Headlines in recent weeks serve as reminders that the long-standing problem of government surveillance of civil society has not gone away. Instead it is growing into a threat to the privacy of communications of civil society groups that work across borders, advocate on the issues of the day or defend human rights. There is reason to be concerned and pay attention.
Still Spying: The Enduring Problem of FBI First Amendment Abuse, a report released by Defending Rights and Dissent on Oct. 22, chronicles FBI surveillance of political activity for the last decade, provides useful historical background and makes concrete recommendations to protect Constitutional rights. As Intercept reporter Glenn Greenwald observed the day the report was released, the FBI has used “its mandate to protect national security to target scores of individuals posing no threat but opposing government policies and practices.” A good number of those individuals are associated with civil society groups. The report also points out the diversion of national security resources to this political surveillance, through of Joint Terrorism Task Forces, collaborations between the FBI, local law enforcement and federal agencies such as the Department of Homeland Security.
It’s not only advocacy groups that can be impacted by this collection of communications and data. Organizations that operate across borders, whether operating humanitarian, development, educational or other programs, may have communications with staff, allies and others based outside the U.S. collected and stored. The PATRIOT Act’s Section 702 gives the government sweeping powers to collect the information of foreigners without a warrant, so that U.S. parties involved in those communications are also affected. The FBI uses these databases for warrantless searches.

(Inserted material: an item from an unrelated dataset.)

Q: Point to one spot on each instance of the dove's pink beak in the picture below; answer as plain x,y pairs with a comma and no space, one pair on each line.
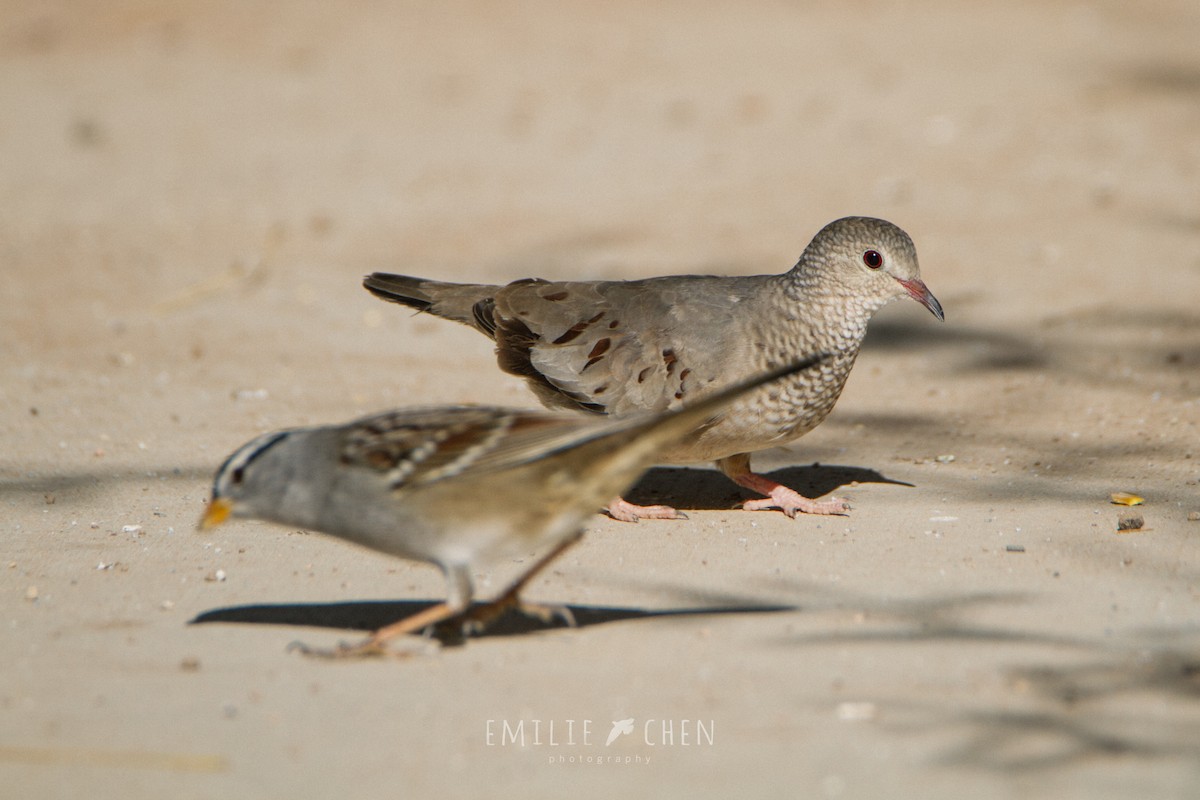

In mid-October the Office of the Director of National Intelligence released opinions of the Foreign Intelligence Surveillance Court that found the FBI’s procedures for handling information on Americans violated the Foreign Intelligence Surveillance Act and the Fourth Amendment. But according to Elizabeth Goitein’s analysis in Just Security, the remedy is insufficient to address the problem.
Meanwhile, civil society staff and volunteers traveling across the U.S. border may have their electronic devices searched. According to a press release from Senators Leahy (D-VT) and Daines (R-MT), “Government searches of electronic devices at border crossings have nearly quadrupled since 2015, rising to 33,295 last year.” The two Senators have introduced legislation that would require the government “to have reasonable suspicion or probably cause to search or seize Americans’ electronic devices at the border.”
A report from the Surveillance Oversight Technology Project (STOP), Searches Without Borders, documents this problem and includes tips on how civil society actors can protect their devices. I will take their advice and protect my phone before my next trip!